彭宗鸣把菜单推到傅时念面前,笑呵呵道:“我爱人很喜欢来这家餐厅,这里的饭菜都特别好吃,你随便点,我请你。”
傅时念曾经也来过这家餐厅,确实很好吃,“怎么能让您破费呢?应该我来请您才是。”
她可是赚了十亿耶!
加上之前赚的,除去花掉的,有十二亿了,就算扣了税,她也还有很多钱!
彭宗鸣心情澎湃,满眼激动,“你别跟我客气,在我眼里,金钱根本比不上那些古董文物,我跟文物打交道一辈子了,能买到萧砚淮早期时候的画,是我毕生的福气。”

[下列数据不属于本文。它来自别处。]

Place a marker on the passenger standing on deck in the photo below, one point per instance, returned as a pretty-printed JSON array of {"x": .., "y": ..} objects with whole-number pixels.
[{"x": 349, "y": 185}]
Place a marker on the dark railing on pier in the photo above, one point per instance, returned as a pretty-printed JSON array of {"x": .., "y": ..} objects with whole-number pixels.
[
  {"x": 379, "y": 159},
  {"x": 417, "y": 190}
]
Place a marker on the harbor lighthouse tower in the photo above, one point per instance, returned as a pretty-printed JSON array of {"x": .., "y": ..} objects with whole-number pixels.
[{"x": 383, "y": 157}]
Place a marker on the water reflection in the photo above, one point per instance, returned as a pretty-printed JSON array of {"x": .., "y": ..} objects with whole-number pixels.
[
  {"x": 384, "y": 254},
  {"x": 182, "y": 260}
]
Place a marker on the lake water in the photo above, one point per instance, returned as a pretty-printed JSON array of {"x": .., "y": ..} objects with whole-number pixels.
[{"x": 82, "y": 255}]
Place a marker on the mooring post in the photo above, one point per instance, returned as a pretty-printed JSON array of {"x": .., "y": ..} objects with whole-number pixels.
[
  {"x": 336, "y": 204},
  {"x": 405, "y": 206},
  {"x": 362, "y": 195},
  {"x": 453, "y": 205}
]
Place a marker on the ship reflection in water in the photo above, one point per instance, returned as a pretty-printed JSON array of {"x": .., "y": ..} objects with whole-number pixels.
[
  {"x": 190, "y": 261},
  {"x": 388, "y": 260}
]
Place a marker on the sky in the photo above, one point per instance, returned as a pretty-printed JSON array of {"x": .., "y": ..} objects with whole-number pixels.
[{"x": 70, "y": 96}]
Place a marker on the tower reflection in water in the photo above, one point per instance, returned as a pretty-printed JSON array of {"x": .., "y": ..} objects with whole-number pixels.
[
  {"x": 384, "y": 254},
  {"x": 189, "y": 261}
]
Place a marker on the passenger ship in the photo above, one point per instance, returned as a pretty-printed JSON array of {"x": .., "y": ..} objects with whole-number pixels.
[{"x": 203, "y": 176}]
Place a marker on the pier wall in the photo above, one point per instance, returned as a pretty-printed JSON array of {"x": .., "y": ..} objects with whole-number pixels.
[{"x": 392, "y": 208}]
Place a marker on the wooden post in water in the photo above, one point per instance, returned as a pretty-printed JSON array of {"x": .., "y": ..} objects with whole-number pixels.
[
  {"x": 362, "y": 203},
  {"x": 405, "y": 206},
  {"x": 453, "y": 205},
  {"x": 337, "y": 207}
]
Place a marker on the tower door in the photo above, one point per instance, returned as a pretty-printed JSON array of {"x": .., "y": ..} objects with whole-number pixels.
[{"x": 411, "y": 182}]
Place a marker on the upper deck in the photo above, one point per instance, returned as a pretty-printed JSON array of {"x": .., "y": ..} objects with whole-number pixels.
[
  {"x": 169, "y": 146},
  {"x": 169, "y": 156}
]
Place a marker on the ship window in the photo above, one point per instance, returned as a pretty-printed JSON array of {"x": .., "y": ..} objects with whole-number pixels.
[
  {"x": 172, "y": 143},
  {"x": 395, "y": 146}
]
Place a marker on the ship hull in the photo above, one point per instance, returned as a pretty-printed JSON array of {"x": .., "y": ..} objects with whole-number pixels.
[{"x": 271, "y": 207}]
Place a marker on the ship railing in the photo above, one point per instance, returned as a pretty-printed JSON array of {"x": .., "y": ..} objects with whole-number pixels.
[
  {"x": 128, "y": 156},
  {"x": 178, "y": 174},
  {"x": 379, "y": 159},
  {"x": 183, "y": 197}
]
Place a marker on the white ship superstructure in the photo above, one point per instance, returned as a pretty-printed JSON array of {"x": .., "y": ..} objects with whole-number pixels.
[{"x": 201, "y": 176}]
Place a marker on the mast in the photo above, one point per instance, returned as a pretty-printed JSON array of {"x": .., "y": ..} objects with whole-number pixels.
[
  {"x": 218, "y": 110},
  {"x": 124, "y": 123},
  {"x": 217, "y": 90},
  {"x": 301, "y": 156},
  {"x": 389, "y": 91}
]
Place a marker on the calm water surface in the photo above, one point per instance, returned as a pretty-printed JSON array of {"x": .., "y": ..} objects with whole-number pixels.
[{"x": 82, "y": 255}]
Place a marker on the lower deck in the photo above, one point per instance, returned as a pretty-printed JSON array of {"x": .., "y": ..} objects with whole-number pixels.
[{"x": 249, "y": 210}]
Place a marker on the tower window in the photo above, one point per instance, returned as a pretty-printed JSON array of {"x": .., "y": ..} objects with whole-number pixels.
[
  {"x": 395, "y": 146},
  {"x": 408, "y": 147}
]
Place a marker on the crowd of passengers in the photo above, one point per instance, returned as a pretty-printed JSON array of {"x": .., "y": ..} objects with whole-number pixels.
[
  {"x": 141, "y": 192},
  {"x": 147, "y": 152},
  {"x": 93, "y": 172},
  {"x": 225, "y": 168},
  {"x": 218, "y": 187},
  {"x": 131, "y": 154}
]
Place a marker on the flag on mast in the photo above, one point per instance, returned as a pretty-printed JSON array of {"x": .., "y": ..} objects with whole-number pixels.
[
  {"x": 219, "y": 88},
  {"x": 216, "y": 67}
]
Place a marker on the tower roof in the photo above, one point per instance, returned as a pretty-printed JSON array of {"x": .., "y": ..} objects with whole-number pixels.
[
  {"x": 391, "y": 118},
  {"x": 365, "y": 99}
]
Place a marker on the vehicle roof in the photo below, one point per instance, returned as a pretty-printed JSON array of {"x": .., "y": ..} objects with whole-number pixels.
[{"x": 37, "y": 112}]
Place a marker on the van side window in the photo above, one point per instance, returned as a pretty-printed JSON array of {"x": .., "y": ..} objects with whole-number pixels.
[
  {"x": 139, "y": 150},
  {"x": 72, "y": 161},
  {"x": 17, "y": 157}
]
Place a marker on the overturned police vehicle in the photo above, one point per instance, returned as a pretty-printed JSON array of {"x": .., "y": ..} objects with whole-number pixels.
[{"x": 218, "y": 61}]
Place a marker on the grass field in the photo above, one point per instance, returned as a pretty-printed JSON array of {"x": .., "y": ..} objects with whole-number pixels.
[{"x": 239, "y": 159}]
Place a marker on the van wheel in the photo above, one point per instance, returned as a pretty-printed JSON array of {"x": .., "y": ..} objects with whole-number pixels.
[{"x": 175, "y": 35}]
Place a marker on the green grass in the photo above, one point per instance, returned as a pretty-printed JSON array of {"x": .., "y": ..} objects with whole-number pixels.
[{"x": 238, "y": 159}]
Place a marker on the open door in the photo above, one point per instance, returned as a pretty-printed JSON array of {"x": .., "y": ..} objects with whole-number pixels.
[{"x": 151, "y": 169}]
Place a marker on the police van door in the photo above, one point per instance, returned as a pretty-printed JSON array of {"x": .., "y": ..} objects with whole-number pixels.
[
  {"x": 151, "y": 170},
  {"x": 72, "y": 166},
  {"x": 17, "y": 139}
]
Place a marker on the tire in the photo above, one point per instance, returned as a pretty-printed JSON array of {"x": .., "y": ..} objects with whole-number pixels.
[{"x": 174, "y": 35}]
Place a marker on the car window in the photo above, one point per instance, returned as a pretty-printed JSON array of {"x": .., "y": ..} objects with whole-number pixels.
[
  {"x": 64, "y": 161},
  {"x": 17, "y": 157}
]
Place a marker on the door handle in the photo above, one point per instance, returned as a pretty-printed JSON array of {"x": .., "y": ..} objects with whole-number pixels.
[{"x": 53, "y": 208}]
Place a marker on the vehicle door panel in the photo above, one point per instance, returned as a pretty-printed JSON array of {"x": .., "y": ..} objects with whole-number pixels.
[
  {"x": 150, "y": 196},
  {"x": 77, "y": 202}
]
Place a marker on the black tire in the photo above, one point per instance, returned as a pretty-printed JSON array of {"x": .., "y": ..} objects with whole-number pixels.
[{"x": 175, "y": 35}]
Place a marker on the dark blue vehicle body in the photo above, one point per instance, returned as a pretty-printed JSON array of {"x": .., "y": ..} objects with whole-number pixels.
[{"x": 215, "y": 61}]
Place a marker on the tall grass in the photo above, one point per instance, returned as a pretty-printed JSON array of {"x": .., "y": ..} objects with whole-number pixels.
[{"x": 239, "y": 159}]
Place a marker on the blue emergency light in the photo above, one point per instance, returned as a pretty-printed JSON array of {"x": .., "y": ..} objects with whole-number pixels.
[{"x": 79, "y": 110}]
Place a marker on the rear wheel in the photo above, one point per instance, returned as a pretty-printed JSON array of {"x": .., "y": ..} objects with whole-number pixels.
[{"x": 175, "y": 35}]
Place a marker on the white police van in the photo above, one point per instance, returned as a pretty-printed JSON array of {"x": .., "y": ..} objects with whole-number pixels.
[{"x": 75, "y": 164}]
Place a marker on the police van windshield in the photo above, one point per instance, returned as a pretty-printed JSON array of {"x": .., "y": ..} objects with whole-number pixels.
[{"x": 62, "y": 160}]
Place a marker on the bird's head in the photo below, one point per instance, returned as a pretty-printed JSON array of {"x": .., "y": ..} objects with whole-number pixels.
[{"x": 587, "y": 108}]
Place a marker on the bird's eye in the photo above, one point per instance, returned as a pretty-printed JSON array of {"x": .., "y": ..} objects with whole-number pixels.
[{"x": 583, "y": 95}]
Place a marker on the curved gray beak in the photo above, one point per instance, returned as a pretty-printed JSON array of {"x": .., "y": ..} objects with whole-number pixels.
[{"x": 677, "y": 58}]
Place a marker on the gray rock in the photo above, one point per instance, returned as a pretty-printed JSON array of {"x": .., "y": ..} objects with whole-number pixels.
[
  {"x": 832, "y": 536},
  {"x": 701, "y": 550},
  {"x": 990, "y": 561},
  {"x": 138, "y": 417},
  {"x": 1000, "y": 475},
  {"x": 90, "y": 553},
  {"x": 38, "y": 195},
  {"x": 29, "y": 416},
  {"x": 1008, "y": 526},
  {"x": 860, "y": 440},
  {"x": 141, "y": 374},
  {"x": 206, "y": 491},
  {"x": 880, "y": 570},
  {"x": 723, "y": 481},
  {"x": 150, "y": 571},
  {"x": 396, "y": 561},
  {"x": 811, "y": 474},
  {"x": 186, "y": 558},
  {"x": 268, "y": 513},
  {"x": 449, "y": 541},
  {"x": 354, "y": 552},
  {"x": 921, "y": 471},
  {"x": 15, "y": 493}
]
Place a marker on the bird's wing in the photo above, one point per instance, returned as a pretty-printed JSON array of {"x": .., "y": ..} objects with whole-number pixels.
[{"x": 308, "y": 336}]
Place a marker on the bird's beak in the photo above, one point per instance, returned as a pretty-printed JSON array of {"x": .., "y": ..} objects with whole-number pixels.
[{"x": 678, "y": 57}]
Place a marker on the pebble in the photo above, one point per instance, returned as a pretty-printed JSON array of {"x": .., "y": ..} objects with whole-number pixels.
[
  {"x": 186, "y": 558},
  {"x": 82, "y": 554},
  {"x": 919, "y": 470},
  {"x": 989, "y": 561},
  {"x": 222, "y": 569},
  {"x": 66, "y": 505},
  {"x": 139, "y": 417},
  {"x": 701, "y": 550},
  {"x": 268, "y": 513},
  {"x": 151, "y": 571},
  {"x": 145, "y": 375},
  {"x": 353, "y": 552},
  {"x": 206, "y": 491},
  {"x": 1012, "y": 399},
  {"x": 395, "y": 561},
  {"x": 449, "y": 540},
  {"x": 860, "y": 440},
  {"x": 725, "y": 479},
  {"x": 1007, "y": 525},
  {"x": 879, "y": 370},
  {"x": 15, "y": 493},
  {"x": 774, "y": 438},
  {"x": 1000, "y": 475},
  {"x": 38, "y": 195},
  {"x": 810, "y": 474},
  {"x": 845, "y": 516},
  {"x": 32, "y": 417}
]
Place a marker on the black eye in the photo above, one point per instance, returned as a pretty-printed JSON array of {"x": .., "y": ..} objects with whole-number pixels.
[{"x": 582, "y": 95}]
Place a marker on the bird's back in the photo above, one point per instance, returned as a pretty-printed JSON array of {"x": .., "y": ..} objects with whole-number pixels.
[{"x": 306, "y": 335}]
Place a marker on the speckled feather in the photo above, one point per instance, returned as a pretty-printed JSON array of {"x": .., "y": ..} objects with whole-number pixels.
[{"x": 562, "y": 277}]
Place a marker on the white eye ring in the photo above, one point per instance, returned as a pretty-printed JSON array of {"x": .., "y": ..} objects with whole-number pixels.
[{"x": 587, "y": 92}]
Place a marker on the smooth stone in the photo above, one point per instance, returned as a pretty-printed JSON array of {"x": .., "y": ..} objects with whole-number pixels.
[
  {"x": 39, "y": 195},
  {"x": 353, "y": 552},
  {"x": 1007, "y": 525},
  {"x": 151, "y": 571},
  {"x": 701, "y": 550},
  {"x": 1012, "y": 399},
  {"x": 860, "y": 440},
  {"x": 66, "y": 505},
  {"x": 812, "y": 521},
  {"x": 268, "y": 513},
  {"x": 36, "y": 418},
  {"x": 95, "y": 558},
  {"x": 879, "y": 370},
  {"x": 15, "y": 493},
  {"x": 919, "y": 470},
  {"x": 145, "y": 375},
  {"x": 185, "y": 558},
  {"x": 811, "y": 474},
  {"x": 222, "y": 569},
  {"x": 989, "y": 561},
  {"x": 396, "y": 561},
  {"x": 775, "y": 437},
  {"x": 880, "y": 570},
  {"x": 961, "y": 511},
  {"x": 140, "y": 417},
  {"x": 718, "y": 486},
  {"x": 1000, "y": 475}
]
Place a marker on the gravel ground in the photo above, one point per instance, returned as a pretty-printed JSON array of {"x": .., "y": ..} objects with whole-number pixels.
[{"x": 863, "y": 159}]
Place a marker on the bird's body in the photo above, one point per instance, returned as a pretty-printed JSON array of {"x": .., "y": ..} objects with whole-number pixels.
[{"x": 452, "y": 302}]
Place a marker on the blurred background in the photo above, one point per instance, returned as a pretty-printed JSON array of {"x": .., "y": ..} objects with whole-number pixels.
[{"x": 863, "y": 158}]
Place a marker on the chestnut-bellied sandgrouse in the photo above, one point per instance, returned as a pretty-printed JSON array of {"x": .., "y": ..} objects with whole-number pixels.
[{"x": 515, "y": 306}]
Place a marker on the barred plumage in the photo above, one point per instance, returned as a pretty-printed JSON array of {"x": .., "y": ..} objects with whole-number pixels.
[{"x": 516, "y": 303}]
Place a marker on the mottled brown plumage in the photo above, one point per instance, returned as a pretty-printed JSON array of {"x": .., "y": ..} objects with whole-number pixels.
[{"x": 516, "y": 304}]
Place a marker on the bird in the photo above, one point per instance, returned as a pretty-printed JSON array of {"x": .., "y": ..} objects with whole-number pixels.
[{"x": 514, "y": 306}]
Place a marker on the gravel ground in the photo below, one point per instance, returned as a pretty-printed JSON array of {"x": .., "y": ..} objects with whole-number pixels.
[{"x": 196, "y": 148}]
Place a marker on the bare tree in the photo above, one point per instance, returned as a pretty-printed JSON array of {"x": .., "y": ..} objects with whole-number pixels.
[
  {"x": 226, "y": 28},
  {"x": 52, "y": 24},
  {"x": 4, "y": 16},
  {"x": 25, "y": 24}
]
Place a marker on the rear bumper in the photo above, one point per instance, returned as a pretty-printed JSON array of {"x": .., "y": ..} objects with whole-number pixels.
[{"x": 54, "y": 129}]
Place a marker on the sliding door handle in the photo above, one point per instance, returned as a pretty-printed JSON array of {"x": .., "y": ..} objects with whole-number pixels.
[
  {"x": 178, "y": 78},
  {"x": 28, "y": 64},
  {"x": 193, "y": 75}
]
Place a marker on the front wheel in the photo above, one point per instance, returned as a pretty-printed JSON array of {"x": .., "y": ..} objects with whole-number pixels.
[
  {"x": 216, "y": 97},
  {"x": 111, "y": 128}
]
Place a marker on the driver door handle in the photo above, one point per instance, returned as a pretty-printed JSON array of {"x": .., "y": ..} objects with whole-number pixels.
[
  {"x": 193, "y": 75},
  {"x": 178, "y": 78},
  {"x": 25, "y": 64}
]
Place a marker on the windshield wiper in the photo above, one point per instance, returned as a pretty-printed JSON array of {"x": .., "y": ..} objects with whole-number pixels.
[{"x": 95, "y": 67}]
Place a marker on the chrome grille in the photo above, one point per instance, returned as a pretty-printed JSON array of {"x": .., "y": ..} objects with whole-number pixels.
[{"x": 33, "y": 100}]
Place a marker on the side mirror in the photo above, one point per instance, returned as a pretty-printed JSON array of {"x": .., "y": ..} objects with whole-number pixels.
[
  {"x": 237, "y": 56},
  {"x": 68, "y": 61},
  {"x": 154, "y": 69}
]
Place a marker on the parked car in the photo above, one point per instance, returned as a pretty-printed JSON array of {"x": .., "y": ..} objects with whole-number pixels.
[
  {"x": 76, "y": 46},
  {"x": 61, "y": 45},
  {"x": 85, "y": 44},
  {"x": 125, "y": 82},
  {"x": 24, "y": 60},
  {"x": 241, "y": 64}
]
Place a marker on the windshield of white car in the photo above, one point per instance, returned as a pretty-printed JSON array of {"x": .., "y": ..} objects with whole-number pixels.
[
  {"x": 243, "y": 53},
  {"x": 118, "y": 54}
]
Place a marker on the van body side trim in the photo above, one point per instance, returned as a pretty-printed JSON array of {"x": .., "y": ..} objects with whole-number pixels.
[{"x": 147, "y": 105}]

“当然,我还是很喜欢钱的,没有钱就买不了我喜欢的古董文物。”
“你不知道我有多震惊,多激动,我简直不敢相信,我竟然能见到他的画,还买下来……”
傅时念见他越说越激动,双手也隐隐颤抖,也不跟他争买单了,“教授,冷静,深呼吸,这一切都是真的。”
她点了几个喜欢的菜。
彭宗鸣笑了笑,也点了几个菜。
傅时念见他冷静下来了,这才问道:“教授,我发现您特别了解萧砚淮,我想请教您一些问题。”
说起萧砚淮,彭宗鸣那是三天三夜也说不完,“我研究他十多年了,也还算了解,你尽管问,我知无不言言无不尽。”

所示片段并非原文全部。